It has become so dreadfully cold lately! Our winter coats are used on a regular basis and my kid’s tiny noses are pink and chilly on my cheek when I hug them when they come home from school! Brrr-it’s cold! I noticed dreadful frosty air sneaking inside from the bottom of our front door. Of course, I prefer this arctic temperature stay outside where it belongs so off I go to google what could be done!

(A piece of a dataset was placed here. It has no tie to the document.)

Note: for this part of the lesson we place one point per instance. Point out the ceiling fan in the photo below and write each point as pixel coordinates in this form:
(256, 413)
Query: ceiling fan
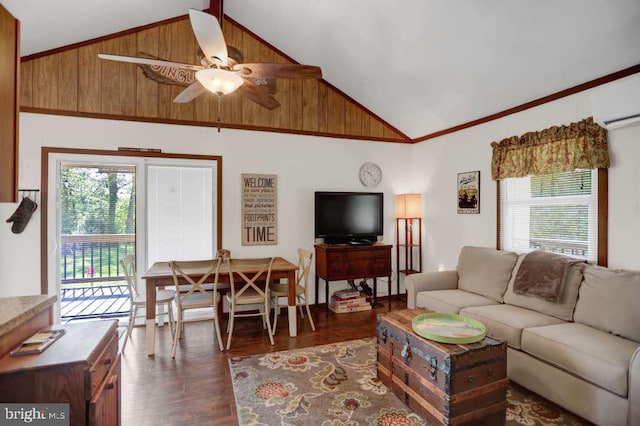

Here are a few super cute ideas I found on Pintrest:
Such incredibly cute ideas, right? Just a big old sock thing that keeps drafts where they should be! But I am surely not going to dig out my knitting needles and dust off the mental cobwebs, relearning the craft in time to knit a draft stopper THIS season! I need something still cute, but more simple. AND with three kids and a 100 pounds of dog, machine washable would be a must too! That is how I came up with this guy, upcycled from my husband’s old sweater:
What you will need:
- Old sweater-preferably large!
- Any old fabric for lining of inner bag
- Something to weigh it down-I read you can use kitty litter, but as I had none of this on hand, I used two big bags of REALLY old dried beans
- Buttons for eyes
- Ribbon for tongue
- Sewing Machine, Scissors & Thread
- Make your inner bean bag by cutting a piece of fabric two inches longer than your door width by 9 inches wide. Fold over the long way and run a seam along the long edge and one of the shorter edges. Turn inside out so that the raw edge is inside and fill with beans (or litter, if you are so inclined). Sew the remaining edge trapping the beans inside. I also added seams approximately every 5″ so the beans wouldn’t have the tendency to congregate in one end.
- Lay the sweater flat lining up the bottom hem. Measure up from the bottom hem 10″ and cut all the way around. Then cut up the seam of one side, creating a long skinny rectangle. Cut this rectangle to the size of your door width + 5 inches.
- Turn inside out and sew a seam along one short side and the long side. Turn inside out. You should now have a long tube-open only on one end. Now, be creative and give your snake a face! I sewed wooden buttons for his eyes and ribbon tongue. I cut the fabric into a V shape-apparently, the only way a snake’s face should be according to my 3 year old, folded the edge under and finished with a seam.
He’s not perfect, but he’s very useful and maybe even a bit cute! I like that I can take the bean bag out and throw him in the wash when needed. Now if I could somehow convince my kids to leave him to his job!